Michael Harvey: Brighton

BrightonThis is one of those books that, as you read it, you know is a pinnacle for the author. It’s one of the best things Michael Harvey has written (which is saying a lot) and it may be the best thing he will ever write. It’s set in the Brighton neighborhood of Boston in 1971 and beyond, and focuses on two boys, Kevin and Bobby. Kevin is the secret pride of his family – a baseball star, an honor student who has tested out of Brighton to go to the best school in Boston, the Latin School – while Bobby is a slightly rough character who has been taken in by Kevin’s grandma, the family matriarch who owns a taxi business.

After an incident of terrible and far reaching violence, Bobby gets Kevin out of Brighton. Fast forward to the present: Kevin is about to win a Pulitzer prize for a story he wrote set in Brighton, and Bobby is a career criminal who mostly works as a bookie and never got out of the neighborhood

What’s so extraordinary about this novel isn’t just the writing – though the writing is the kind of clean, muscular prose that American crime writers have long excelled at, stretching in a line back to Raymond Chandler – it’s the way Harvey grounds his characters and makes the Boston setting come to fully realized life. Like an artist who can sketch a scene with a few well placed brush strokes, Harvey does the same with words.

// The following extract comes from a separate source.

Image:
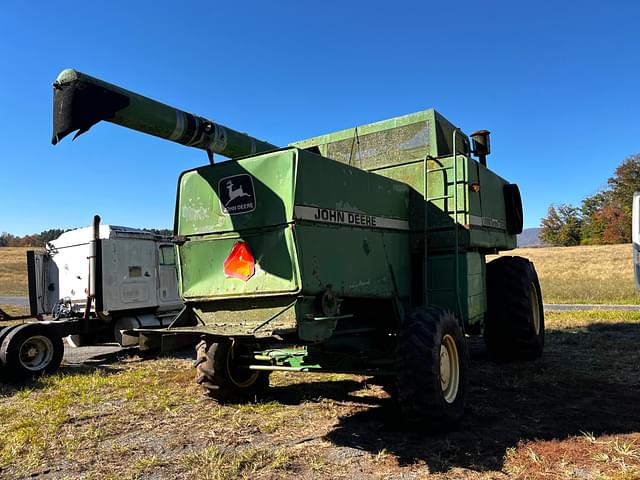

Kevin and Bobby are so real – outwardly so opposite, inwardly, bound as brothers – they might as well be alive and walking around the streets of Boston. For all I know, they are. Like his fellow Bostonian Dennis Lehane, Harvey also has a flair for the operatic; some of the violent segments and even the eventual perpetrator are almost over the top, but like Lehane, he more than carries it off.   The extreme balances out the ordinary, powering this well told story as Harvey examines the lives of the characters and how where they grew up shaped them as adults.

As I finished this book, thinking about not only whodunit but about Bobby, Kevin and Brighton, I wanted to read it again. It’s by far the best book I’ve read this year, a true classic that deserves to be savored.